You can purchase a home even if you have less than perfect credit, lack a 20 percent down payment, or carry more debt than you want. Lenders look at more than one factor when determining eligibility. If you have one weak area, other positives can compensate for the rough spot. For most buyers, financing is an essential piece to the puzzle of home ownership. Here is some essential first mortgage advice for new home buyers.
A Quality Mortgage Is Not All About The Rate
Just as finding the perfect home is not all about price, choosing a lender is not all about the rate. In today’s competitive market, interest rates among lenders are very close. This means that it is essential to consider other variables that impact the total cost of the loan when researching the right options for you. Factors to consider include personal financial strength, paid points, total closing costs, application fees, and lender programs. You should also consider if the lender is focused on your needs, qualifying you for the best loan program, and working with a responsive underwriting team.
Before meeting with a lender, gather all essential documents. These typically include two years’ tax returns, 30 days of pay stubs, and bank and investment statements. These papers establish your income and financial strength and create a 60-day paper trail for assets used as the down payment.

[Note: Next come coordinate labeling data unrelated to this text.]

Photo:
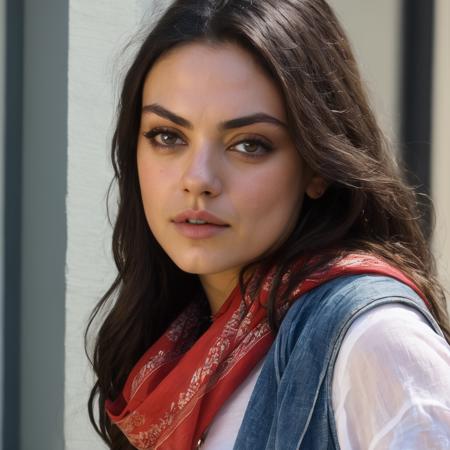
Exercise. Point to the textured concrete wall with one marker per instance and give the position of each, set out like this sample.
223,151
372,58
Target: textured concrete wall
98,32
2,193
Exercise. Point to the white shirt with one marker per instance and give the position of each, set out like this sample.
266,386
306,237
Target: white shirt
390,390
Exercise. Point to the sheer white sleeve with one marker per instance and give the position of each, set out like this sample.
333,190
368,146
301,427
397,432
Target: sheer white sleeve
391,383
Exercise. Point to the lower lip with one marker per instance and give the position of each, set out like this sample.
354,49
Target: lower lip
199,231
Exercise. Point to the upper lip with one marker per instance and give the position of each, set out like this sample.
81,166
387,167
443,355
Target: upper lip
198,215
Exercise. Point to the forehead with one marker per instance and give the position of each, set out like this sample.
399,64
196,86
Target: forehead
221,78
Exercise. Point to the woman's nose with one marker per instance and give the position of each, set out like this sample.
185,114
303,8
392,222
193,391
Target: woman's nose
201,175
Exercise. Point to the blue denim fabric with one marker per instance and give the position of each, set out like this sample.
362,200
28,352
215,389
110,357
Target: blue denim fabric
291,405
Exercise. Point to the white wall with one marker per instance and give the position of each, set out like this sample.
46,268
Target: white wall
2,193
440,167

Know Your Credit Score & Financial Strength
Everyone qualifies for a free credit report every twelve months from all three major credit bureaus at www.annualcreditreport.com. Review a copy for each applicant for accuracy. Dispute errors and rectify any delinquent marks for the best chance of approval.
After a credit report review, get your free score from a bank or credit card company you do business with or a company such as Credit Karma. The credit score is a numerical calculation based on information found in your credit report.
When writing mortgages for new home buyers, banks consider income, assets, debt, credit and financial stability. The stronger each piece of your financial puzzle, the more solid the application. You can compensate for weaknesses in one or more areas by focusing on financial strengths. For example, there are programs that help buyers who have good credit but a small down payment get into a new home. A quality lender will review potential programs based on your circumstances.
Get Pre-Approved Before Committing to a Contract
Falling in love with a home only to find out that you cannot get the funding is a heartbreaking experience. A pre-approval sets realistic expectations on a first mortgage amount you can afford. With a pre-approval, the lender reviews your income, credit reports, and bank statements before establishing an estimated loan amount for your new home. The mortgage provider will also take into account your down payment for the total purchase price.
Using this first mortgage advice such as paying down debt or increasing the down payment might enable you to qualify for a larger loan or free up funds for desired upgrades in your new custom home.